General Overview: We are currently encountering issues while fetching chunks from the Pinecone database using a hybrid-search approach. The following code snippet illustrates the method we are using to scale our hybrid search query:
def hybrid_scale(self, query, alpha: float):
if alpha < 0 or alpha > 1:
raise ValueError("Alpha must be between 0 and 1")
hsparse = {
"indices": query["sparse_vector"]["indices"],
"values": [v * (1 - alpha) for v in query["sparse_vector"]["values"]],
}
hdense = [v * alpha for v in query["vector"]]
return {"vector": hdense, "sparse_vector": hsparse}
The Problem: Our pipeline leverages the BM25 model for sparse embeddings and the jinaai/jina-embeddings-v2-base-en for dense embeddings.
Given a user query like: “I want to know more about the features introduced in v1.42,” we aim to retrieve all chunks related to v1.42 that discuss the features introduced.

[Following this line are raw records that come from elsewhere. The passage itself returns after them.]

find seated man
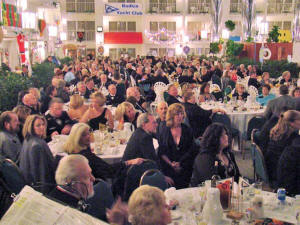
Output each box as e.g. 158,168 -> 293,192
49,154 -> 113,220
45,98 -> 74,141
256,84 -> 275,106
106,84 -> 125,107
0,111 -> 22,162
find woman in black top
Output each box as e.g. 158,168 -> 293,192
191,123 -> 240,186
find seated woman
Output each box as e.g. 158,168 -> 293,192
20,114 -> 55,193
191,123 -> 240,186
64,123 -> 143,180
199,82 -> 216,102
158,103 -> 197,189
68,94 -> 89,121
265,110 -> 300,184
80,92 -> 114,130
115,102 -> 139,131
128,185 -> 172,225
232,84 -> 249,101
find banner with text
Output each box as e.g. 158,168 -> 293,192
104,3 -> 143,16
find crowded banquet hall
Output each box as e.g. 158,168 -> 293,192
0,0 -> 300,225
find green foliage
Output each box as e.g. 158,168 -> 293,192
226,40 -> 244,57
0,72 -> 33,112
30,62 -> 55,88
225,20 -> 235,31
209,42 -> 220,54
267,26 -> 280,43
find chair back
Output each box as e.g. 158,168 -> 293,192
140,169 -> 168,191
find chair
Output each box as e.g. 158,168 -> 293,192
212,113 -> 242,151
140,169 -> 168,191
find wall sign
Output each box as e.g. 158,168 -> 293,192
104,3 -> 143,16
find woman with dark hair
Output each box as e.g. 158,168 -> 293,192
191,123 -> 240,186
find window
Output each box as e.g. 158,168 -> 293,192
109,48 -> 136,59
109,21 -> 136,32
189,0 -> 211,14
66,0 -> 95,13
67,21 -> 95,41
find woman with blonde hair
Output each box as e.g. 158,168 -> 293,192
115,101 -> 139,130
158,103 -> 197,188
80,92 -> 114,130
63,123 -> 143,180
68,94 -> 88,121
20,114 -> 55,193
128,185 -> 172,225
265,110 -> 300,182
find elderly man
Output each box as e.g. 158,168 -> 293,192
0,111 -> 22,162
45,98 -> 74,141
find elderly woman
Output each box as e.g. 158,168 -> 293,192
191,123 -> 240,186
199,82 -> 216,102
20,115 -> 55,193
64,123 -> 143,180
265,110 -> 300,182
158,103 -> 195,188
68,94 -> 88,121
128,185 -> 172,225
80,92 -> 114,130
115,102 -> 139,130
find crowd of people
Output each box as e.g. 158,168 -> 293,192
0,56 -> 300,225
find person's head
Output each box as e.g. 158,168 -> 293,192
49,98 -> 64,118
200,82 -> 210,95
183,91 -> 196,104
166,103 -> 186,127
77,82 -> 86,93
55,154 -> 95,199
22,114 -> 47,139
201,123 -> 230,155
0,111 -> 20,133
22,93 -> 37,107
270,110 -> 300,141
279,84 -> 289,95
63,123 -> 91,154
108,84 -> 117,96
156,102 -> 168,121
115,102 -> 136,120
282,71 -> 291,82
91,92 -> 106,108
70,94 -> 84,109
262,84 -> 271,96
292,87 -> 300,98
168,84 -> 178,97
128,185 -> 172,225
13,105 -> 31,124
136,113 -> 157,133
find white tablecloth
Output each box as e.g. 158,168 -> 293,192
165,187 -> 296,225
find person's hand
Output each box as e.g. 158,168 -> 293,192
51,131 -> 59,138
165,176 -> 174,186
106,197 -> 128,225
126,158 -> 145,166
61,125 -> 72,135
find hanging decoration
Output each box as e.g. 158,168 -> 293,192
77,31 -> 84,42
38,19 -> 46,37
2,1 -> 22,27
242,0 -> 255,40
17,33 -> 26,64
210,0 -> 222,42
145,27 -> 180,45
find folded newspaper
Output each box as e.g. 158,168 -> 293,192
0,186 -> 107,225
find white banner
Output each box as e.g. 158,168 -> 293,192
104,3 -> 143,16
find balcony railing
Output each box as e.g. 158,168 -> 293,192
268,3 -> 293,14
66,2 -> 95,13
149,3 -> 179,14
189,2 -> 210,14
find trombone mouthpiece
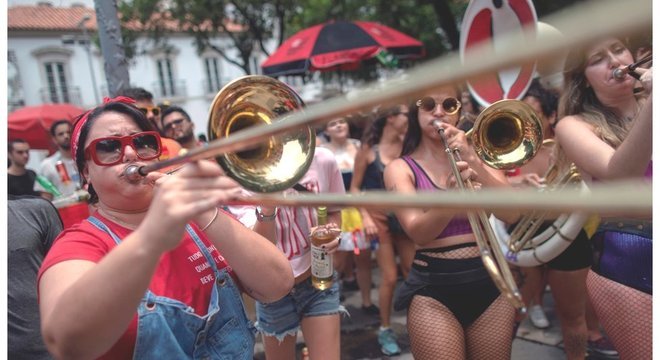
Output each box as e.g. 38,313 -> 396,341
124,165 -> 143,182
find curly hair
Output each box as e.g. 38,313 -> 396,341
72,102 -> 156,204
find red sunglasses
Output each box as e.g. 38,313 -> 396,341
85,131 -> 161,166
415,96 -> 461,115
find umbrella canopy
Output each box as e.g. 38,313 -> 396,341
7,104 -> 85,150
261,21 -> 424,76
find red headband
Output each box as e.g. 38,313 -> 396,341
71,96 -> 135,159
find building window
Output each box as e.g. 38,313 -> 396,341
44,61 -> 71,103
156,58 -> 177,96
204,57 -> 222,93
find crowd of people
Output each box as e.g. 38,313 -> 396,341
8,32 -> 653,359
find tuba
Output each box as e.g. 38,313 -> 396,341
491,140 -> 589,266
434,100 -> 543,311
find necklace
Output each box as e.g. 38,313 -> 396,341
99,208 -> 137,230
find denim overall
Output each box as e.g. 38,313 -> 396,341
87,216 -> 255,360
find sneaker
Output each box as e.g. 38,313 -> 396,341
342,279 -> 360,291
529,305 -> 550,329
378,328 -> 401,356
587,336 -> 619,357
362,304 -> 380,316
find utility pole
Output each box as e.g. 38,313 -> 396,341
94,0 -> 130,97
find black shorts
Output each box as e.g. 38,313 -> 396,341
413,243 -> 500,326
547,229 -> 593,271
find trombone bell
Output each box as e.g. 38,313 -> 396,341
471,100 -> 543,170
208,75 -> 316,193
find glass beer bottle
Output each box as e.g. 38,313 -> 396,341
311,207 -> 336,290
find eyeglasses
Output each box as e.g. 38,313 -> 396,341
85,131 -> 161,166
163,118 -> 186,131
415,96 -> 461,115
138,106 -> 160,116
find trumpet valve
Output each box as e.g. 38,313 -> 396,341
124,165 -> 142,182
612,68 -> 628,80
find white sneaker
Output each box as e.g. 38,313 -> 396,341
529,305 -> 550,329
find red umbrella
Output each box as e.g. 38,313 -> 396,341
261,21 -> 424,76
7,104 -> 85,150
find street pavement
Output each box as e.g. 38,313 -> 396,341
254,267 -> 616,360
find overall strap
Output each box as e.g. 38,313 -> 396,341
87,216 -> 218,274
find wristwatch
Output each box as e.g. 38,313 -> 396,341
254,206 -> 277,222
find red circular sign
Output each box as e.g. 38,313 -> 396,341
460,0 -> 537,106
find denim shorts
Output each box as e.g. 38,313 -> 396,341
255,273 -> 348,341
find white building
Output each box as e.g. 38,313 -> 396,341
7,0 -> 275,139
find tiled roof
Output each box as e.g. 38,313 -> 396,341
7,5 -> 242,32
7,5 -> 96,31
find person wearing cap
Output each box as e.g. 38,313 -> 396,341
39,119 -> 80,198
118,87 -> 181,164
37,97 -> 293,359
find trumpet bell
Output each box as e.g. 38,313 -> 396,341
471,100 -> 543,170
208,75 -> 316,193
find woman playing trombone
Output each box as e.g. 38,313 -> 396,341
385,87 -> 515,359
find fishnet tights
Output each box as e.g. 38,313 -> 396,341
587,271 -> 653,360
408,247 -> 515,360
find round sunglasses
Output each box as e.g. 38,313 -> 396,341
85,131 -> 161,166
415,96 -> 461,115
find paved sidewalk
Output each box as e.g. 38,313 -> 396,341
254,268 -> 612,360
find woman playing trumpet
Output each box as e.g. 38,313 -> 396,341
38,97 -> 293,359
555,38 -> 653,359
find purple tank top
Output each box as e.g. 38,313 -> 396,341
403,155 -> 472,239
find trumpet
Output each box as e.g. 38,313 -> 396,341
433,100 -> 543,312
612,55 -> 653,80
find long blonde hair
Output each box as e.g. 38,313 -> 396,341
558,45 -> 632,148
555,40 -> 633,172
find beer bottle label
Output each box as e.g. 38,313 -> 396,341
55,161 -> 71,184
312,245 -> 333,279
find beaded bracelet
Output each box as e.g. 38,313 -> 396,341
202,207 -> 218,231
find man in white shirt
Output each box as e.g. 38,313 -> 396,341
39,120 -> 80,199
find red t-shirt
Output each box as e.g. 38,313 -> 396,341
37,210 -> 233,359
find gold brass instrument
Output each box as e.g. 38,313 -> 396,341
125,75 -> 316,193
433,100 -> 543,312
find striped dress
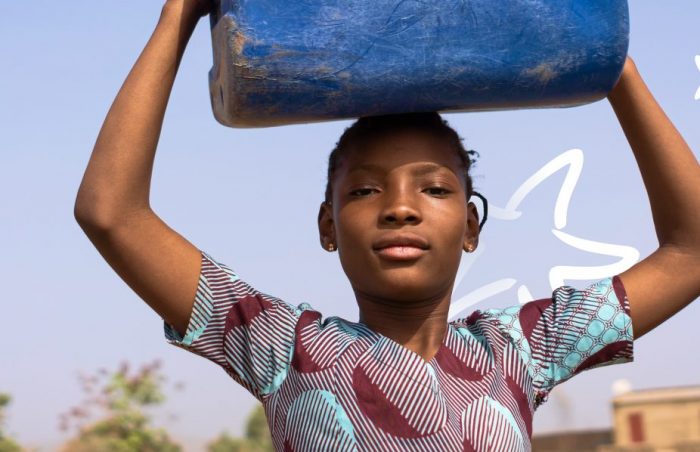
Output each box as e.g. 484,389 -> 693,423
164,252 -> 633,452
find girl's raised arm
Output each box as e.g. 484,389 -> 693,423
74,0 -> 210,333
608,59 -> 700,339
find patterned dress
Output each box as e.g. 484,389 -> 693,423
164,252 -> 633,452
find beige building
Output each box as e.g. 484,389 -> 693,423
532,386 -> 700,452
599,386 -> 700,452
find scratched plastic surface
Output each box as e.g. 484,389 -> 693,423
209,0 -> 629,127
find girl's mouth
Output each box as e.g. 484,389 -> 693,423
375,245 -> 427,261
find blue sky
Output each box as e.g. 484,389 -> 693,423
0,0 -> 700,450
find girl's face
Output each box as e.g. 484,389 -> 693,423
319,127 -> 479,302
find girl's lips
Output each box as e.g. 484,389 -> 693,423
375,245 -> 426,261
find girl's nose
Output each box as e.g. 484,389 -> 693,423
381,193 -> 422,224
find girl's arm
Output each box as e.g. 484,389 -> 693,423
74,0 -> 209,333
608,58 -> 700,338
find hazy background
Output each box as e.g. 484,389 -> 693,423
0,0 -> 700,450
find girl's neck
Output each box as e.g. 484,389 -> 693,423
356,291 -> 451,362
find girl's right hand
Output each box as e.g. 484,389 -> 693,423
163,0 -> 215,18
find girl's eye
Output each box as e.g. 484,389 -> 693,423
423,187 -> 450,196
350,188 -> 375,196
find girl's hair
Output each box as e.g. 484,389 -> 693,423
325,112 -> 479,204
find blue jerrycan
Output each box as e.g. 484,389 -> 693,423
209,0 -> 629,127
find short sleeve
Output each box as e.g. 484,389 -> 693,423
164,251 -> 301,400
484,276 -> 634,397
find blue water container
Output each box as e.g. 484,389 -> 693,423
209,0 -> 629,127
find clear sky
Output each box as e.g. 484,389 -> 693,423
0,0 -> 700,450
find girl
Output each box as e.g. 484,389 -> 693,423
75,0 -> 700,451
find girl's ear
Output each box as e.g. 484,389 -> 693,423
318,202 -> 338,251
462,202 -> 479,253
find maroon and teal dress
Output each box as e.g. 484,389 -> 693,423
164,252 -> 633,452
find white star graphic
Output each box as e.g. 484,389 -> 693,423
449,149 -> 639,319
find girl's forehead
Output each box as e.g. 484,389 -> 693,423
339,131 -> 462,174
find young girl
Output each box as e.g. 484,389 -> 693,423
75,0 -> 700,451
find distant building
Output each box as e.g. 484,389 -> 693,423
532,429 -> 613,452
532,386 -> 700,452
600,386 -> 700,452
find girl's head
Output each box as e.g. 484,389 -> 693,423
318,113 -> 479,302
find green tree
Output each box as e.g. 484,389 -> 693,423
61,361 -> 181,452
207,404 -> 275,452
0,393 -> 22,452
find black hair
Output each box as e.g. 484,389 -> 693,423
325,112 -> 488,229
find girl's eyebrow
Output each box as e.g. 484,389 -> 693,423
348,162 -> 447,176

However, we are experiencing the following issues:
Imbalance in Relevance: When using an alpha value of 0.1, the retrieved chunks are related to feature updates in general, but they do not specifically pertain to v1.42.
Loss of Semantic Relevance: When we decrease the alpha value to 0.01, we do get chunks related to v1.42, but they lack semantic relevance, thus failing to capture the contextual information we need.
Irrelevant Chunks: When using an alpha value greater than 0.1, the retrieved chunks do not discuss v1.42 at all, losing the keyword matching capability entirely.
In essence, adjusting the alpha value slightly leads to a significant trade-off between keyword matching and semantic relevance.
Expected Behavior: We expect the hybrid search to balance both the keyword matching (v1.42) and the semantic relevance (features introduced) efficiently, without compromising one for the other.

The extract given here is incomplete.